With dazzling artwork and prolific prose on sci-fi, hip-hop movements or serious subjects like AIDS, zines are handmade, self-published books or brochures made for “the passion, not profit, ”according to aficionado David Sandner.
A zine fan since adolescence, Sandner, professor of English, comparative literature and linguistics, wants others to learn more about these individualistic literary gems. He is the project director of “Zines to the Future! (Re) doing SoCal Futures ”- a virtual exhibition at the Pollak Library in Cal State Fullerton. A fanzine, pronounced “zeen”, is the abbreviation of magazine or fanzine.
“Zines all have one thing in common: the celebration and exploration of science fiction and other genres,” Sandner said.
With the theme “Imagining Diverse Futures”, the exhibition in the Salz-Pollak Atrium gallery opens practically on October 29 and continues until December. The library is not open to in-person exhibits due to the novel coronavirus pandemic.
The exhibition showcases the history of zines and features rare zines and original zines created by CSUF students. Students, including art, African American studies, and English students, are involved in the project in a variety of ways, from creating and writing zines to creating art or installing the l physical exposure, Sandner said.
Online activities and events include fanzine-making workshops at the Library’s Innovation Center / Makerspace, videos, a virtual panel and readings, and more. (See related story) The interdisciplinary project is supported by a $ 5,000 grant from California Humanities, funded by the Humanities for All Quick Grant program.
When did zines start and what drives people to create them?
Fanzines began as “fanzines” in the 1930s, when science fiction was barely beginning as a genre. They reflected the passion of the fans to talk about something they loved. Zines spread science fiction until it became the ubiquitous genre we know today: the source of countless TV shows, movies, books, manga, comics, and more. People make them because they need to express something – and there is no better outlet for their passion.
What Are Popular Zine Topics?
While zines began in science fiction, “zinesters” brought zine creation to rock and roll music, giving rise to the first rock and roll reviews and magazines. Punk adopted zines and their DIY (do-it-yourself) aesthetic. The hip-hop and Riot grrrl movements used zines to spread the word. Zines are vital in the queer community, talking about AIDS, for example, when no one else would, and leading to the Queercore, punk + queer music movement. There are hundreds of “types” of zines, depending on how you think of it – from general zines to specialty zines of all kinds. There is no limit… and that is the point.

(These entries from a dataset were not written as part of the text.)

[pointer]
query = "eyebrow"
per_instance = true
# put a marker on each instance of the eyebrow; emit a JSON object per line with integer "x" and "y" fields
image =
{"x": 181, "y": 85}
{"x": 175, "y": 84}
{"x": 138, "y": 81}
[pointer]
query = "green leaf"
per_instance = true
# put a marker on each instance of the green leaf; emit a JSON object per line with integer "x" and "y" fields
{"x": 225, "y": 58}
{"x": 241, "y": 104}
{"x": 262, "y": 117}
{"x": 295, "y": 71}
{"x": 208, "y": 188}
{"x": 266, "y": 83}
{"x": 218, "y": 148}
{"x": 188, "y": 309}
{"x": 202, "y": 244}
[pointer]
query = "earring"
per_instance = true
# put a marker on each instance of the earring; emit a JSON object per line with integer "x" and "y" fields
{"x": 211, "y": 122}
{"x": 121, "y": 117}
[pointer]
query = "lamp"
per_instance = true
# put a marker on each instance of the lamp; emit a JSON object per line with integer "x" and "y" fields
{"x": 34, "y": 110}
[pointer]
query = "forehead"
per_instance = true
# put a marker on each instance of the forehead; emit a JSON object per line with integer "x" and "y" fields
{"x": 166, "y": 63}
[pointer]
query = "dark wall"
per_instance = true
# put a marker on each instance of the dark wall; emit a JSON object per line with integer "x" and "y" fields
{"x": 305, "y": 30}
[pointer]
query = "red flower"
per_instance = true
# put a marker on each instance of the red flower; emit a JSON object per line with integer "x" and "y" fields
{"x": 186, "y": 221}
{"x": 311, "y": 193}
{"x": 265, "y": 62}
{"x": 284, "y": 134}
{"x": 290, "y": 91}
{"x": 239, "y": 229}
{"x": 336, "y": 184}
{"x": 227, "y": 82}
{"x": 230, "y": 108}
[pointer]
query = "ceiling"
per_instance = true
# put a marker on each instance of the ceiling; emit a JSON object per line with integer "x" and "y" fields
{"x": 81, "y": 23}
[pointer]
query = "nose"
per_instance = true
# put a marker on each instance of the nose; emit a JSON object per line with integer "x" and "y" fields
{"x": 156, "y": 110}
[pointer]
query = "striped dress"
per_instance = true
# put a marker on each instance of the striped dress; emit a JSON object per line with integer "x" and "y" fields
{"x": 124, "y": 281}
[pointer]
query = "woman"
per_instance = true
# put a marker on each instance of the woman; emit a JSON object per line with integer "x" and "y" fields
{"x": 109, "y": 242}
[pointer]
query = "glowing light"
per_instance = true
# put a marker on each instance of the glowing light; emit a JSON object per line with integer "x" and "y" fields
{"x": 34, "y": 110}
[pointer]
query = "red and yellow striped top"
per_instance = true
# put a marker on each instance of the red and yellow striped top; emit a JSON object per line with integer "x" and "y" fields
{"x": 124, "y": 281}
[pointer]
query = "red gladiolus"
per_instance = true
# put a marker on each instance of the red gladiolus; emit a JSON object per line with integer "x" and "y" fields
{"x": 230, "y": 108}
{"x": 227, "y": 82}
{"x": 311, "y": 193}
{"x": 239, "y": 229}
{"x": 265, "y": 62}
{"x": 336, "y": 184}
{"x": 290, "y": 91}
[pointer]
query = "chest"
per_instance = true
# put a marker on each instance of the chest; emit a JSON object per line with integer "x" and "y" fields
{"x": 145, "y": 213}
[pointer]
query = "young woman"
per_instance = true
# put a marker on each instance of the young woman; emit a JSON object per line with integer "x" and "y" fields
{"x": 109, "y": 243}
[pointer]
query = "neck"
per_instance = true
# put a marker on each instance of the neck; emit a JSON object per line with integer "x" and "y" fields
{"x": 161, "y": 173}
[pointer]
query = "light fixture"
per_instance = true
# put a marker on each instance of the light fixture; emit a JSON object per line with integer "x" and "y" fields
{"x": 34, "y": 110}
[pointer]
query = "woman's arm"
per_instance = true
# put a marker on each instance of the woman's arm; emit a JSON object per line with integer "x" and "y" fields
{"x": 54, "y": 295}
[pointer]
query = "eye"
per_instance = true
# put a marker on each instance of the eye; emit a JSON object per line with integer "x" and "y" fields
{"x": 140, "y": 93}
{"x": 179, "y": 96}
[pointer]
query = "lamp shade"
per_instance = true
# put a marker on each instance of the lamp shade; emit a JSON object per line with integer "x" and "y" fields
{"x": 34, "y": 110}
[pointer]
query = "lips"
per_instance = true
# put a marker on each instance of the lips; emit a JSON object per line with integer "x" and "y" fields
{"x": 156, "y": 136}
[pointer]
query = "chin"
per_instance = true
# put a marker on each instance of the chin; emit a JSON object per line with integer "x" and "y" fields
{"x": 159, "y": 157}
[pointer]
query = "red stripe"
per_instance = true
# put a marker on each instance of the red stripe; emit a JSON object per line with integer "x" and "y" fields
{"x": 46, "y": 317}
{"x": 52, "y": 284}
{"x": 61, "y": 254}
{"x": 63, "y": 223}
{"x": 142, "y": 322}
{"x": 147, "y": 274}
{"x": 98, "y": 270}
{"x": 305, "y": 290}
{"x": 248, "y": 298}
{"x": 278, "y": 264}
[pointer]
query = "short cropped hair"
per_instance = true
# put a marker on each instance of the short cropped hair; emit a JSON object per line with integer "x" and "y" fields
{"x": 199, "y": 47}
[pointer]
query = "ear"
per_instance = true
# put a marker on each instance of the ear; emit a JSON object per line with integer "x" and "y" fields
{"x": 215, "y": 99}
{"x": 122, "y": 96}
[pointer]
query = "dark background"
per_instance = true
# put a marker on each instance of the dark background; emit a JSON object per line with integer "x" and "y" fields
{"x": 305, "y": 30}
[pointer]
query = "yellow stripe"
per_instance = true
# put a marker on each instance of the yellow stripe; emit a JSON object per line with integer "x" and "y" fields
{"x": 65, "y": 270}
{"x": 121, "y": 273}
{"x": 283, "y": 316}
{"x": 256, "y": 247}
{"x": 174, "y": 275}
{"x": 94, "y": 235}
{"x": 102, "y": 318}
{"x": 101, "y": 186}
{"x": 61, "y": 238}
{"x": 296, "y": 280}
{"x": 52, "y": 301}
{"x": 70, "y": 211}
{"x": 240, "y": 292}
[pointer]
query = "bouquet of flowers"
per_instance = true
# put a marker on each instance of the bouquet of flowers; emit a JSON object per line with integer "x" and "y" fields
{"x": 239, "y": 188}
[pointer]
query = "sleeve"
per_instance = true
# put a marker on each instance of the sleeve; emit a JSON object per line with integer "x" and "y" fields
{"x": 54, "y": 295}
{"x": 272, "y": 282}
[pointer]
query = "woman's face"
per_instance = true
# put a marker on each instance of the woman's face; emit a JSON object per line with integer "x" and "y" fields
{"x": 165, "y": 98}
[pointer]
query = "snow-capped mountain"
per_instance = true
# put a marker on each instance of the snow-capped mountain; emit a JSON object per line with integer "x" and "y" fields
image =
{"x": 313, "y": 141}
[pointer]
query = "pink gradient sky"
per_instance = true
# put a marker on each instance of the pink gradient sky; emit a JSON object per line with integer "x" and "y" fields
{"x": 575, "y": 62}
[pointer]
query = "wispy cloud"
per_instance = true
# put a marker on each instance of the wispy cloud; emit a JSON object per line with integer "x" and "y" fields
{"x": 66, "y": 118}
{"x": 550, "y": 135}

Why did you want to do this exhibition?
The CSUF University Archives and Special Collections are a treasure trove and have an incredible collection of science fiction, including papers from prominent writers like Philip K. Dick, Frank Herbert, and Ray Bradbury, among others. Zines have become a big deal with a lot of people in the maker movement wanting to make their own, including some students who have started making fanzines themselves and showing them to me.
What are the highlights of the exhibition?

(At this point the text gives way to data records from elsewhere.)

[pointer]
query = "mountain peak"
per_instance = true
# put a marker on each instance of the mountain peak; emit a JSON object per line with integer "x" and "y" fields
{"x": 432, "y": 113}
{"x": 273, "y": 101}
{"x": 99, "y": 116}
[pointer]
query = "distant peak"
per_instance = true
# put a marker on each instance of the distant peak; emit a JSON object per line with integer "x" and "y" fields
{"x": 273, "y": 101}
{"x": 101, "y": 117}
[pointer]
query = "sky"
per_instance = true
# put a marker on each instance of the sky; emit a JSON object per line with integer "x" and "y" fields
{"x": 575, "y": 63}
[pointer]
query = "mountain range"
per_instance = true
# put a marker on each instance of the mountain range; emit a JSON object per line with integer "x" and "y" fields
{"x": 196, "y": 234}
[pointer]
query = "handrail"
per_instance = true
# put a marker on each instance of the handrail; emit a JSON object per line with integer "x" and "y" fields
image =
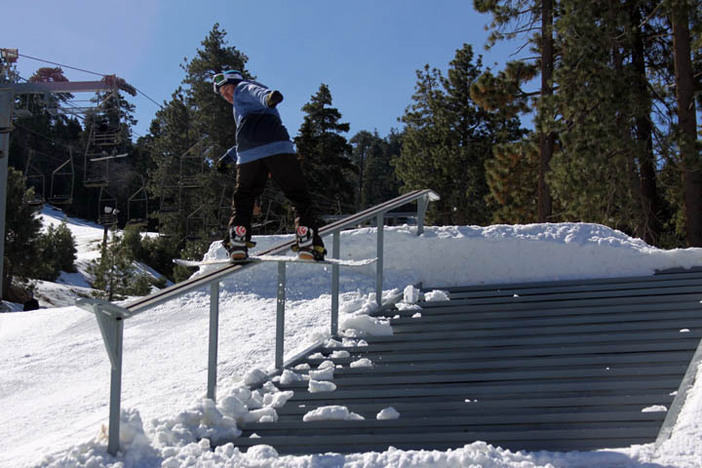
{"x": 110, "y": 317}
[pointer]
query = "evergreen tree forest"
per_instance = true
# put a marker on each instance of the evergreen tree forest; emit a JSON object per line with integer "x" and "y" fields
{"x": 595, "y": 119}
{"x": 614, "y": 88}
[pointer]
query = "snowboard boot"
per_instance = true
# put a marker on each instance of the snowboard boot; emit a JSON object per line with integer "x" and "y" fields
{"x": 309, "y": 246}
{"x": 237, "y": 246}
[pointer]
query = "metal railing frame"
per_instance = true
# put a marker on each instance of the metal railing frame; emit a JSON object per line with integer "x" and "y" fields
{"x": 110, "y": 317}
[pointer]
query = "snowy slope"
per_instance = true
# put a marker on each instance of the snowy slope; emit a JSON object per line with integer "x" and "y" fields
{"x": 54, "y": 389}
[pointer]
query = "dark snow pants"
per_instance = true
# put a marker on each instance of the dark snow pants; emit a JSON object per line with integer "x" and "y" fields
{"x": 251, "y": 180}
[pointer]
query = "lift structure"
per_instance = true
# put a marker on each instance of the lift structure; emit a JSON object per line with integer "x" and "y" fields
{"x": 36, "y": 180}
{"x": 8, "y": 94}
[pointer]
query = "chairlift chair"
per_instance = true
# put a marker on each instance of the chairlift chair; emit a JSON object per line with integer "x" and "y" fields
{"x": 63, "y": 182}
{"x": 138, "y": 207}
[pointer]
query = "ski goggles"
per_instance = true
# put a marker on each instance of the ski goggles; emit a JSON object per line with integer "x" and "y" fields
{"x": 220, "y": 79}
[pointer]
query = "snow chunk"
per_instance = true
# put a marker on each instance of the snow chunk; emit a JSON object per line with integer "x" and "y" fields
{"x": 255, "y": 377}
{"x": 323, "y": 374}
{"x": 411, "y": 295}
{"x": 401, "y": 306}
{"x": 363, "y": 362}
{"x": 331, "y": 413}
{"x": 388, "y": 413}
{"x": 369, "y": 325}
{"x": 436, "y": 295}
{"x": 655, "y": 409}
{"x": 261, "y": 455}
{"x": 288, "y": 377}
{"x": 316, "y": 386}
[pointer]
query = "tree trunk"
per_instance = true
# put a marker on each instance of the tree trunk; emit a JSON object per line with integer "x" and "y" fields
{"x": 684, "y": 91}
{"x": 546, "y": 142}
{"x": 649, "y": 226}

The exhibition features fanzines dating back to the 1930s. These include the International Observer, published by early science fiction writers and publishers. Others are the first Star Trek zines that helped save the show from cancellation and the Philip K. Dick zines made by Paul Williams, who invented the rock-and-roll zine. The Philip K. Dick Newsletter helped promote a neglected writer, who is now considered an important American writer of the 20th century. We have the earliest zines in the rise of Tolkien’s fandom, ‘sword and witchcraft’ fandom, and Los Angeles sci-fi zines from one of the oldest and most powerful fandoms – and where have emerged the first queer zines and magazines. There are also the first zines written by HP Lovecraft, Robert Bloch, the author of “Psycho” and many others.

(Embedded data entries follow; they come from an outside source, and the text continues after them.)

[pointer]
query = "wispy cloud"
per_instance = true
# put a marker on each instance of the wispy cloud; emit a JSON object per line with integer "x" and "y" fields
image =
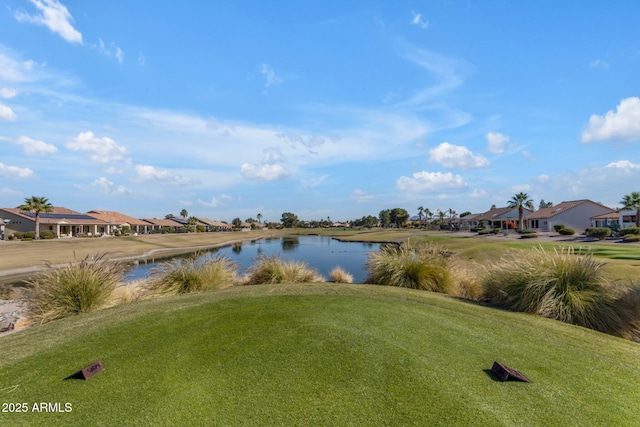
{"x": 34, "y": 147}
{"x": 102, "y": 150}
{"x": 620, "y": 125}
{"x": 419, "y": 21}
{"x": 55, "y": 16}
{"x": 15, "y": 172}
{"x": 162, "y": 176}
{"x": 109, "y": 187}
{"x": 457, "y": 157}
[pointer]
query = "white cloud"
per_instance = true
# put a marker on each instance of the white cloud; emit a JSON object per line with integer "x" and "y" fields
{"x": 221, "y": 200}
{"x": 621, "y": 125}
{"x": 15, "y": 172}
{"x": 103, "y": 150}
{"x": 497, "y": 142}
{"x": 270, "y": 75}
{"x": 266, "y": 172}
{"x": 598, "y": 63}
{"x": 6, "y": 113}
{"x": 361, "y": 196}
{"x": 111, "y": 51}
{"x": 479, "y": 194}
{"x": 109, "y": 187}
{"x": 624, "y": 165}
{"x": 430, "y": 181}
{"x": 55, "y": 16}
{"x": 7, "y": 92}
{"x": 163, "y": 176}
{"x": 34, "y": 147}
{"x": 418, "y": 21}
{"x": 456, "y": 157}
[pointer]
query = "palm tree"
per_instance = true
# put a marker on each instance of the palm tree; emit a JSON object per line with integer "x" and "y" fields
{"x": 632, "y": 201}
{"x": 521, "y": 201}
{"x": 38, "y": 205}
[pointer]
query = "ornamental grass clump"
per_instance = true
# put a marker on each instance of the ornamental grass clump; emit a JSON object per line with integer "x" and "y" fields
{"x": 193, "y": 274}
{"x": 76, "y": 288}
{"x": 274, "y": 269}
{"x": 339, "y": 275}
{"x": 561, "y": 285}
{"x": 415, "y": 265}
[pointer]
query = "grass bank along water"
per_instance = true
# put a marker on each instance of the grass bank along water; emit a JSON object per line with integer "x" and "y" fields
{"x": 319, "y": 354}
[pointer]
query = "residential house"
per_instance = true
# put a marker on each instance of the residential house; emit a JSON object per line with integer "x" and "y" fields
{"x": 61, "y": 221}
{"x": 503, "y": 218}
{"x": 116, "y": 221}
{"x": 575, "y": 214}
{"x": 162, "y": 224}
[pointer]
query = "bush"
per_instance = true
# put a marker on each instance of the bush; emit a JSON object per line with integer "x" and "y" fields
{"x": 628, "y": 230}
{"x": 339, "y": 275}
{"x": 599, "y": 232}
{"x": 567, "y": 231}
{"x": 424, "y": 266}
{"x": 559, "y": 285}
{"x": 192, "y": 274}
{"x": 273, "y": 269}
{"x": 529, "y": 236}
{"x": 76, "y": 288}
{"x": 47, "y": 234}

What do you hope people learn?
Zines are humble productions of love and yet they have changed our popular cultural landscape. Zines have played a role in the way so many Star Trek shows are still produced or in the release of new premium editions of the work of Philip K. Dick. They brought punk and hip-hop music into our consciousness – even for those who didn’t read them – because they provided a way for true believers to connect and speak. Science fiction invented zines and in doing so, invented a way for fans to change everything. The large-scale Star Wars fandom and big events like ComicCon or WonderCon are an extension of the early field organization of ephemeral zines made for the love of art.